Pour tenter de faire admettre qu’il
est nécessaire de faire du mal à qui a fait du mal,
trois types d’arguments sont mis en avant par ceux que nous
appellerons les légalistes, les sociétaires-réalistes
et les humanitaires.
1) La pensée légaliste
La Loi est la Loi, même si
elle paraît injuste, elle a sa raison d’être.
Vu la petitesse des hommes, sa force vient de la seule sanction.

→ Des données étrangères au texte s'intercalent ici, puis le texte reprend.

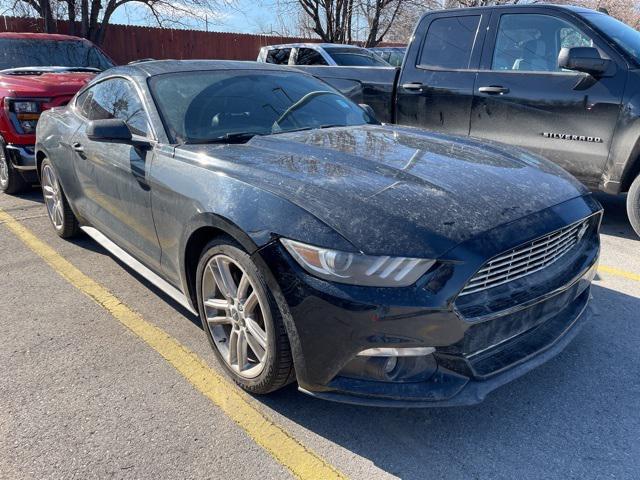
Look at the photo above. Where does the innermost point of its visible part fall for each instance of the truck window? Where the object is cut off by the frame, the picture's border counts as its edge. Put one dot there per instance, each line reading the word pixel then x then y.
pixel 449 42
pixel 279 56
pixel 308 56
pixel 532 42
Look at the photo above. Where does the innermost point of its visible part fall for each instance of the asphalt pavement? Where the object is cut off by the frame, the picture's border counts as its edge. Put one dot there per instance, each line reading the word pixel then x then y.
pixel 82 396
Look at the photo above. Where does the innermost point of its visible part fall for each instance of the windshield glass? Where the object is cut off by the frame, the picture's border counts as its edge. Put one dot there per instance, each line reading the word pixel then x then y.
pixel 355 57
pixel 621 33
pixel 209 106
pixel 18 52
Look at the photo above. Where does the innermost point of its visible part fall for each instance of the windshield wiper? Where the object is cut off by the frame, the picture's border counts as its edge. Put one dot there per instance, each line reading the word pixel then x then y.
pixel 239 137
pixel 302 129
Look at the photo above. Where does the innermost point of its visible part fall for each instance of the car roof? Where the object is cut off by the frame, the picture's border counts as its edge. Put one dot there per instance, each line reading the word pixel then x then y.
pixel 313 44
pixel 40 36
pixel 573 8
pixel 159 67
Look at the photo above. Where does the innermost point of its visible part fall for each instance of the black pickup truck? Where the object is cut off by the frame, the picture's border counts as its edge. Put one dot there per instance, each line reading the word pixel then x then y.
pixel 563 82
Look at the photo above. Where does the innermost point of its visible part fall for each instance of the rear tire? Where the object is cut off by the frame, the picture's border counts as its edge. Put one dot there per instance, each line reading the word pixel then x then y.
pixel 240 314
pixel 60 214
pixel 633 205
pixel 11 181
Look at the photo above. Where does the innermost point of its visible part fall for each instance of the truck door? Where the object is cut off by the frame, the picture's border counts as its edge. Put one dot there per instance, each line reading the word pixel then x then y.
pixel 435 89
pixel 523 98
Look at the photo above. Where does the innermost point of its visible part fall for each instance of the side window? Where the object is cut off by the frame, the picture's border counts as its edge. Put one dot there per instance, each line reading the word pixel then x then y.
pixel 116 98
pixel 532 42
pixel 449 42
pixel 308 56
pixel 279 56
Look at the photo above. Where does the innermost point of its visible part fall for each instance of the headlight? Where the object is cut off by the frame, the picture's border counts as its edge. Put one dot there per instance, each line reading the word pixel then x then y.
pixel 24 114
pixel 26 107
pixel 357 269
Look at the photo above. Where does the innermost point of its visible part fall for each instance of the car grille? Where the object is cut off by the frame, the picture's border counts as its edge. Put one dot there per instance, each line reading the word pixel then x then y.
pixel 526 259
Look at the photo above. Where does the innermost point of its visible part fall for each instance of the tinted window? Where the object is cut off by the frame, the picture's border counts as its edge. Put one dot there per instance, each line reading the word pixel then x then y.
pixel 115 98
pixel 279 56
pixel 532 42
pixel 621 33
pixel 355 57
pixel 308 56
pixel 15 53
pixel 202 107
pixel 449 42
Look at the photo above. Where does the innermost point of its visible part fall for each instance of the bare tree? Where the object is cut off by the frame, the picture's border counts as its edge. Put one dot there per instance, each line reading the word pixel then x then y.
pixel 627 11
pixel 90 18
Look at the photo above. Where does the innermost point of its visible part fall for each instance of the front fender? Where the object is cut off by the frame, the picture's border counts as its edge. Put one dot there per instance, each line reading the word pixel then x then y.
pixel 187 197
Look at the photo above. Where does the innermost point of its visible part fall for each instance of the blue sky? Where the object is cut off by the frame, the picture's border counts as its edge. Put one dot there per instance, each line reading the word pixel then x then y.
pixel 245 16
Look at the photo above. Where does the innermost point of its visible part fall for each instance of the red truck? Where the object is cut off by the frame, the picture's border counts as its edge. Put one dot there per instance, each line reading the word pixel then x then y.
pixel 37 71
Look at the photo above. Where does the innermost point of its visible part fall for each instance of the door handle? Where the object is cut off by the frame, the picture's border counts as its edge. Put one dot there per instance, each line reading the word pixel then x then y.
pixel 494 90
pixel 412 86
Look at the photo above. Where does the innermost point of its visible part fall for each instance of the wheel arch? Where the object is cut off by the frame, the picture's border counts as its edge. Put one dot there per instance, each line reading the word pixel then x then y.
pixel 201 230
pixel 630 174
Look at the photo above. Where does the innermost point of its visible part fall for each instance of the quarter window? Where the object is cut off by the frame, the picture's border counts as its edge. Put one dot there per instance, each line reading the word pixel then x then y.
pixel 308 56
pixel 531 42
pixel 115 98
pixel 449 42
pixel 279 56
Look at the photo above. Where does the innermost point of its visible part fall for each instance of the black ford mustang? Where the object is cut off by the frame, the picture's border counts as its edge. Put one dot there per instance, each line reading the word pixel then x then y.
pixel 373 264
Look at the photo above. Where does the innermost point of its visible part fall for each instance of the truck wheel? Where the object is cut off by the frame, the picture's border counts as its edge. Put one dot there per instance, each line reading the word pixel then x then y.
pixel 633 204
pixel 10 180
pixel 62 218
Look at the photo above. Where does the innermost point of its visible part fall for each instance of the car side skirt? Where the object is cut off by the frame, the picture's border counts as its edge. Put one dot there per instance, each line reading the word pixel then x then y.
pixel 139 268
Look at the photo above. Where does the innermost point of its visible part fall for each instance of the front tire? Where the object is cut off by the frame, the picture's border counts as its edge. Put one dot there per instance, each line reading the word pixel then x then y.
pixel 633 205
pixel 60 214
pixel 11 181
pixel 241 318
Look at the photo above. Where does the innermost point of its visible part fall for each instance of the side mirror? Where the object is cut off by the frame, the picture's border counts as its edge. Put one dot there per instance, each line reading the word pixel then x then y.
pixel 370 111
pixel 583 59
pixel 114 130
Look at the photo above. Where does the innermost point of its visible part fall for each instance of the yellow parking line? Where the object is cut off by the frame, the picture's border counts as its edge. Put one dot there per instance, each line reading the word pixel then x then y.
pixel 619 273
pixel 302 462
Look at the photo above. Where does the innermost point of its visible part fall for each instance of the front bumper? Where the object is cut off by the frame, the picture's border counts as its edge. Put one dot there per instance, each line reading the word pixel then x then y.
pixel 480 342
pixel 450 389
pixel 22 157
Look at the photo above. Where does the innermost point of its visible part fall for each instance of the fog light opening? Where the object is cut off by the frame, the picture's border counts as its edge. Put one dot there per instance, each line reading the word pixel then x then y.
pixel 390 364
pixel 397 352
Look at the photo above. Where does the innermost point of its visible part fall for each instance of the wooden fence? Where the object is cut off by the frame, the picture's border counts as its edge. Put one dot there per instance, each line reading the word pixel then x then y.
pixel 125 43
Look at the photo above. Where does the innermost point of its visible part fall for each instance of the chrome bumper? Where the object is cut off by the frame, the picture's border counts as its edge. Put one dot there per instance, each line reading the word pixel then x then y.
pixel 22 158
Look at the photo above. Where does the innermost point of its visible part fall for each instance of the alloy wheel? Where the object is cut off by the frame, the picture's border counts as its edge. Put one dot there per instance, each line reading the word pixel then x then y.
pixel 234 311
pixel 52 197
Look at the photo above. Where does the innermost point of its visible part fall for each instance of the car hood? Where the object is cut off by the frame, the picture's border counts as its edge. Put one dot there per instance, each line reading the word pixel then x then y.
pixel 45 85
pixel 398 190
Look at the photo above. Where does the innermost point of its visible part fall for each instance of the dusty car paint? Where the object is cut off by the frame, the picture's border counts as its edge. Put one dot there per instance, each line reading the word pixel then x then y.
pixel 380 190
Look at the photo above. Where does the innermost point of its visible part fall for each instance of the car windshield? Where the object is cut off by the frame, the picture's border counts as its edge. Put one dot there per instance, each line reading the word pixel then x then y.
pixel 233 106
pixel 621 33
pixel 18 52
pixel 355 57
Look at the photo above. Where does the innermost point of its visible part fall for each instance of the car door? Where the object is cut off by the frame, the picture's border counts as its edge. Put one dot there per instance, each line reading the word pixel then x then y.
pixel 115 196
pixel 523 98
pixel 435 89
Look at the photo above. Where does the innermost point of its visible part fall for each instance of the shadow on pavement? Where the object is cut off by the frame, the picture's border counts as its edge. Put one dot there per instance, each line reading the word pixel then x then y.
pixel 574 417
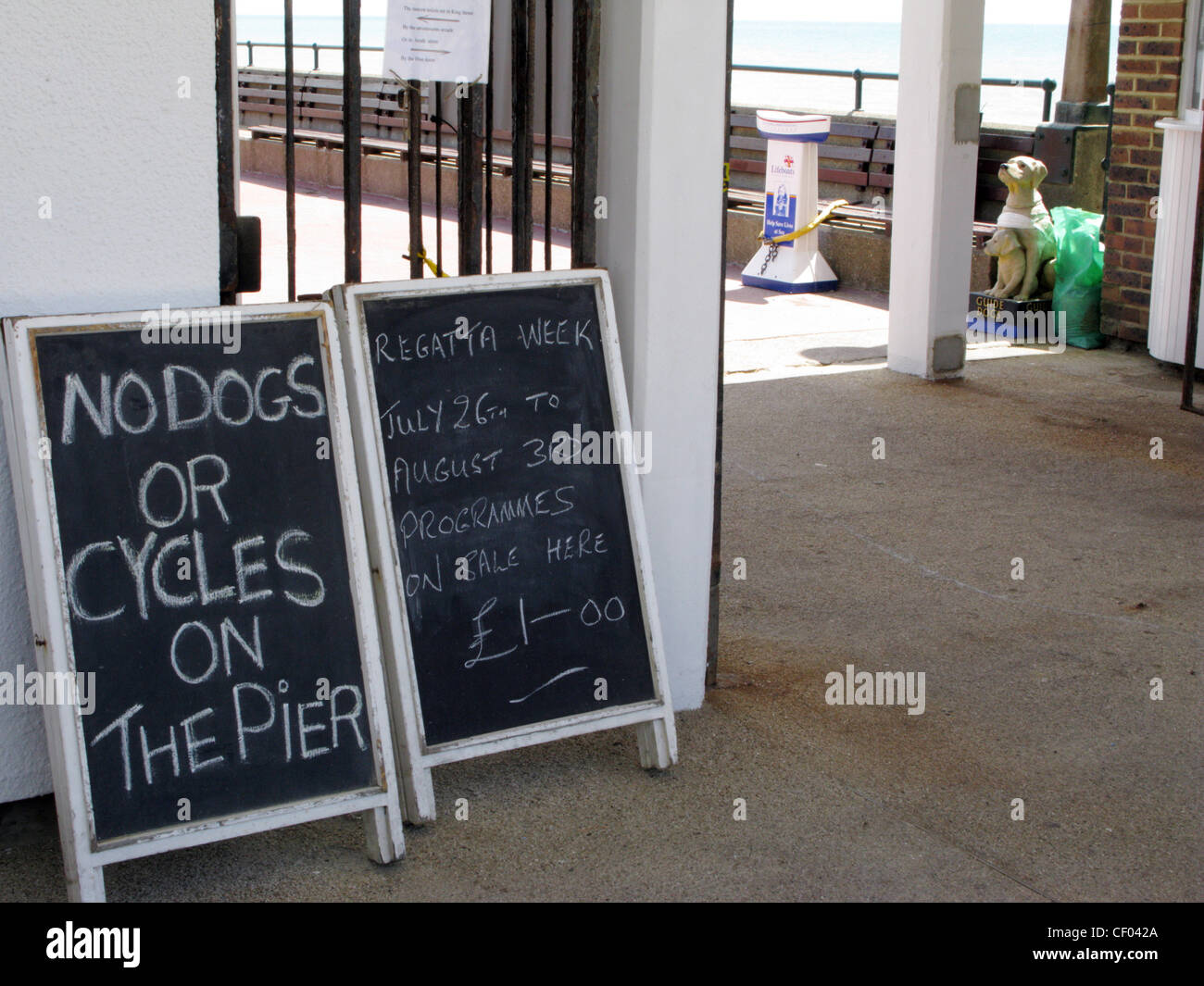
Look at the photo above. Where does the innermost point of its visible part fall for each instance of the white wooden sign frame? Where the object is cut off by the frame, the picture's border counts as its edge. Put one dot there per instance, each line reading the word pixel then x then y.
pixel 84 856
pixel 655 730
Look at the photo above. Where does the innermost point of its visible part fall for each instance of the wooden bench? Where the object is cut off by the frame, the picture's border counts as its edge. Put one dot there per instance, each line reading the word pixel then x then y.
pixel 320 104
pixel 862 156
pixel 504 164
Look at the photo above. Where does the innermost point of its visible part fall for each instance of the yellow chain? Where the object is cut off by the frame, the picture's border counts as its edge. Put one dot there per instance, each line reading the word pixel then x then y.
pixel 825 215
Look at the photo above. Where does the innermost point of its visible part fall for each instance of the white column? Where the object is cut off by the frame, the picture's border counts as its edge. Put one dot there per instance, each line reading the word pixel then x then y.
pixel 660 168
pixel 940 69
pixel 108 194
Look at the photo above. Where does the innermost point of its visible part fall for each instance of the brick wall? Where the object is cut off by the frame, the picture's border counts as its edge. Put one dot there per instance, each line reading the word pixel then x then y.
pixel 1148 71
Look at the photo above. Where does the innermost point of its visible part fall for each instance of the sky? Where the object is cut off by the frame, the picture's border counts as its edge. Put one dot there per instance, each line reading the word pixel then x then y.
pixel 997 11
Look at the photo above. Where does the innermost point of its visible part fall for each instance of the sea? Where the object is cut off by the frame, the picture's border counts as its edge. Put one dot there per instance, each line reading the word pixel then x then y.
pixel 1010 52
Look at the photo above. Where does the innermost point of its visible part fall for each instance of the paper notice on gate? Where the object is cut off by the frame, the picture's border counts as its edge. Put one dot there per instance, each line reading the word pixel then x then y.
pixel 437 41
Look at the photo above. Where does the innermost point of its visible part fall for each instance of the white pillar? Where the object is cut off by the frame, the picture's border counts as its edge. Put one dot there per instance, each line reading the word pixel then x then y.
pixel 940 70
pixel 660 168
pixel 108 203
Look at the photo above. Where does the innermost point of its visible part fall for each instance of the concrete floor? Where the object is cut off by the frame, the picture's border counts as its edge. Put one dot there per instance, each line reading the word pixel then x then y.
pixel 1035 689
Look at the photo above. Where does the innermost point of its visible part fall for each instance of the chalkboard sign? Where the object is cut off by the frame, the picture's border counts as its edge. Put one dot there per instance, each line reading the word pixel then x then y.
pixel 203 573
pixel 505 514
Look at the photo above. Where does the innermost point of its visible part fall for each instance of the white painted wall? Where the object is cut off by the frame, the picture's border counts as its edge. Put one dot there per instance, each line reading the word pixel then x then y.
pixel 934 177
pixel 661 156
pixel 93 120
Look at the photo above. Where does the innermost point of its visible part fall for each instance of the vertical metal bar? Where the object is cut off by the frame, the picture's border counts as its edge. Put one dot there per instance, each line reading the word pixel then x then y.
pixel 1107 164
pixel 717 561
pixel 586 52
pixel 414 171
pixel 546 136
pixel 290 168
pixel 489 152
pixel 522 131
pixel 1193 305
pixel 352 143
pixel 228 129
pixel 470 179
pixel 437 116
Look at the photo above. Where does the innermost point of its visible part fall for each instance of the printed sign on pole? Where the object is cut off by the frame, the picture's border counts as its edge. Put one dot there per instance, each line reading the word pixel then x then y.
pixel 437 40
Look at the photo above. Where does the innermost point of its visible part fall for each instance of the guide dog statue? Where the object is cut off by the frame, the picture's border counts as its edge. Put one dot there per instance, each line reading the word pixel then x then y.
pixel 1014 264
pixel 1024 228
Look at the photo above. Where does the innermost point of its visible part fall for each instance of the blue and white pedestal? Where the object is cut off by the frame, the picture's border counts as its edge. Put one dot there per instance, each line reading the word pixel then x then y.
pixel 791 201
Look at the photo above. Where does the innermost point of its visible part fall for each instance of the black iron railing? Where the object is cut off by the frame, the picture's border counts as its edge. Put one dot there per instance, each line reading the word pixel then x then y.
pixel 859 77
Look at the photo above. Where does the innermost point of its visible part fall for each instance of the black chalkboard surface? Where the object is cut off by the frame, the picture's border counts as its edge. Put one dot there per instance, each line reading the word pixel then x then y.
pixel 493 425
pixel 203 549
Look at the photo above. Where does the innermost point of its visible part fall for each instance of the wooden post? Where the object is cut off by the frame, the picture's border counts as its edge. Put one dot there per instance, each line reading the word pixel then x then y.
pixel 1087 48
pixel 586 53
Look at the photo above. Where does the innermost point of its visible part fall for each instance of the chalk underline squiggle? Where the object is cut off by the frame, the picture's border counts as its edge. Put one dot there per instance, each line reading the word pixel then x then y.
pixel 549 681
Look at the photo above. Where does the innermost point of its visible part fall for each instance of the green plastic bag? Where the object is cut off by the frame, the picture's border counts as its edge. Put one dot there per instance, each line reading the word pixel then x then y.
pixel 1080 273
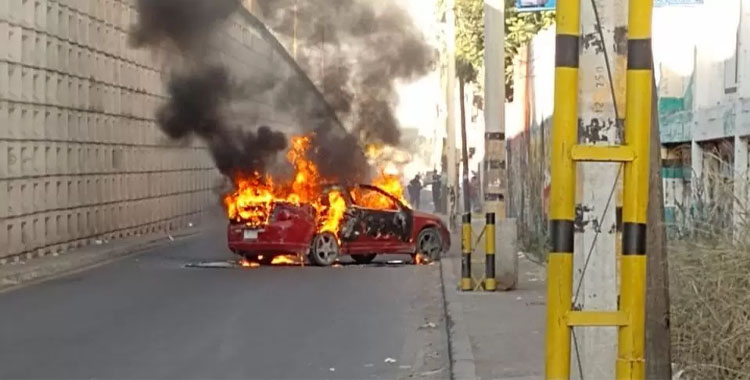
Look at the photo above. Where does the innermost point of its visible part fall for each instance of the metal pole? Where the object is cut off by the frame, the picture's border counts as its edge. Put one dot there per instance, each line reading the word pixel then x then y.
pixel 562 199
pixel 631 339
pixel 490 283
pixel 464 148
pixel 495 183
pixel 466 282
pixel 451 174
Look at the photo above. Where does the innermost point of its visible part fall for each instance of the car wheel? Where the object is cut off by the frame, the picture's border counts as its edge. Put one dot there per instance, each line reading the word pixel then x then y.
pixel 430 244
pixel 325 249
pixel 364 259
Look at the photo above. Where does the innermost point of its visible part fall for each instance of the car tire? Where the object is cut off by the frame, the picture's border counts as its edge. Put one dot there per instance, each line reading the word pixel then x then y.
pixel 429 243
pixel 364 259
pixel 325 249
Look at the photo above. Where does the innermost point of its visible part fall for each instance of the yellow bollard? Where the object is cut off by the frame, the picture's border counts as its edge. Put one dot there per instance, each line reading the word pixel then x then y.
pixel 466 283
pixel 563 187
pixel 490 284
pixel 631 339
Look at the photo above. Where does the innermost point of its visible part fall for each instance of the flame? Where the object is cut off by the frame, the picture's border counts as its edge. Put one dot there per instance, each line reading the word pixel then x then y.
pixel 391 184
pixel 255 195
pixel 249 264
pixel 334 212
pixel 373 151
pixel 285 260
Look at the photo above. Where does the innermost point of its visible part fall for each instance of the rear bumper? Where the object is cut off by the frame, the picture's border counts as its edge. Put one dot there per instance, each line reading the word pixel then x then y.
pixel 261 247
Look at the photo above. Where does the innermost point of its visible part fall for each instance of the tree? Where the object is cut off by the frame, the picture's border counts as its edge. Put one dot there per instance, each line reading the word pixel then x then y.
pixel 658 344
pixel 520 28
pixel 469 39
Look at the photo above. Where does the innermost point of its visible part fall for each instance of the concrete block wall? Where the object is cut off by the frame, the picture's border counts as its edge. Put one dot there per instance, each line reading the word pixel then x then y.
pixel 81 156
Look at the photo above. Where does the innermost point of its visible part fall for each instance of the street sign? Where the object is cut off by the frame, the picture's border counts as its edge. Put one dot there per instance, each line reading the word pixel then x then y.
pixel 535 5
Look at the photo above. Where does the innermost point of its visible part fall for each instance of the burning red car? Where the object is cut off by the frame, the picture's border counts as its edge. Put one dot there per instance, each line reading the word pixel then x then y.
pixel 361 221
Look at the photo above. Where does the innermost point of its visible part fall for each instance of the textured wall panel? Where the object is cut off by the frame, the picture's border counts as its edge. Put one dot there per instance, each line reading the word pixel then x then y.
pixel 81 156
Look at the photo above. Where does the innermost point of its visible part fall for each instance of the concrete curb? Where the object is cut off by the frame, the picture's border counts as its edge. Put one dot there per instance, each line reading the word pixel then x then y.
pixel 38 270
pixel 459 346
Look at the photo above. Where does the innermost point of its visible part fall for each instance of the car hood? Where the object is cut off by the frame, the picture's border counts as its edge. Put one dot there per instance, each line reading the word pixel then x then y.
pixel 426 216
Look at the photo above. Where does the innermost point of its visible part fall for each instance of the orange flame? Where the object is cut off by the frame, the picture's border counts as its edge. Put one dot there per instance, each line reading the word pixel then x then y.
pixel 285 260
pixel 254 197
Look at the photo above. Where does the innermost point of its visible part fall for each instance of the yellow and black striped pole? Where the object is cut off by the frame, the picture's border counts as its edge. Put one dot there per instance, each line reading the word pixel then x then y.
pixel 631 339
pixel 562 198
pixel 466 284
pixel 490 283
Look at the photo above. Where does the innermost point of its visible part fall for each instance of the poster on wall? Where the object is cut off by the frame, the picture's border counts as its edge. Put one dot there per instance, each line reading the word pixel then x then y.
pixel 535 5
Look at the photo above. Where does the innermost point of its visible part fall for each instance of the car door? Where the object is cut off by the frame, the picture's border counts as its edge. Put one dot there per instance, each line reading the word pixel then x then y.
pixel 378 222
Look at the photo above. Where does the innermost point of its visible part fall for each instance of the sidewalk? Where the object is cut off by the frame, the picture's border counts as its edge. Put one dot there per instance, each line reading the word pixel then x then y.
pixel 504 330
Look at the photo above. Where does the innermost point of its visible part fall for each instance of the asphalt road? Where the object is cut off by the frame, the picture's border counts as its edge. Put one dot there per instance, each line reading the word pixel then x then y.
pixel 148 316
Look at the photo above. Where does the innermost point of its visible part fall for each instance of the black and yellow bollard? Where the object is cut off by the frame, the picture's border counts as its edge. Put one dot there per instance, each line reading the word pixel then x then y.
pixel 490 283
pixel 466 284
pixel 631 343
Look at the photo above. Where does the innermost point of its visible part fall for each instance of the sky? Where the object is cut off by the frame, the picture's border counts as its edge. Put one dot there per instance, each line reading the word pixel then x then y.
pixel 418 100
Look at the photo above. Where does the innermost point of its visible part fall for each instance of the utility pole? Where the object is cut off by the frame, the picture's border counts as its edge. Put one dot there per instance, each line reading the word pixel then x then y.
pixel 450 98
pixel 495 174
pixel 294 37
pixel 599 124
pixel 464 149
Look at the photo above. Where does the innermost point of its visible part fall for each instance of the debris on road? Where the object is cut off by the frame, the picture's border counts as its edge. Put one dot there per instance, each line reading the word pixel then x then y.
pixel 428 325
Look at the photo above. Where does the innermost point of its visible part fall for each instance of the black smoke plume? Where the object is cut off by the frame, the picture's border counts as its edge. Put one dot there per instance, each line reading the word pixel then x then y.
pixel 197 102
pixel 361 49
pixel 200 94
pixel 367 46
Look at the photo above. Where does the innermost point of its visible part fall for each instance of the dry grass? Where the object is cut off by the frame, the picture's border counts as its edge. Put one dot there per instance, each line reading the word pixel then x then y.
pixel 710 286
pixel 710 291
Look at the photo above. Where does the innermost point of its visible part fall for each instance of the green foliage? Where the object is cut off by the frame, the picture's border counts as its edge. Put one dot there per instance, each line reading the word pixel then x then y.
pixel 520 28
pixel 469 39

La Loi dit où est le Bien, elle vient de Dieu, de la Nature
ou de l’Humanité (en tout cas d’un mot avec majuscule
qui dit sa transcendance). Ce Bien est donc universel. De même
qu’on doit obéir à la Loi, on doit punir qui
la transgresse. Ainsi le veut l’Ordre des choses. Les légalistes
sont hommes de foi. Ils croient vraiment à ce Bien universel.
Le problème n’est pas
tant celui du Bien – nous pouvons admettre que chacun
veuille bien faire pour vivre pleinement au mieux – que
de l’universalité de ce Bien. Le Bien de tel meurtrier,
c’est de se débarrasser de cette mère qui l’empêche
d’exister, le Bien de tel terroriste de déstabiliser
un gouvernement pour un autre « plus respectueux des
droits de l’individu », le Bien de tel souverain
d’écraser « l’axe du Mal »,
le Bien d’un tueur en série de « tuer ces
salopes qui font souffrir les hommes »...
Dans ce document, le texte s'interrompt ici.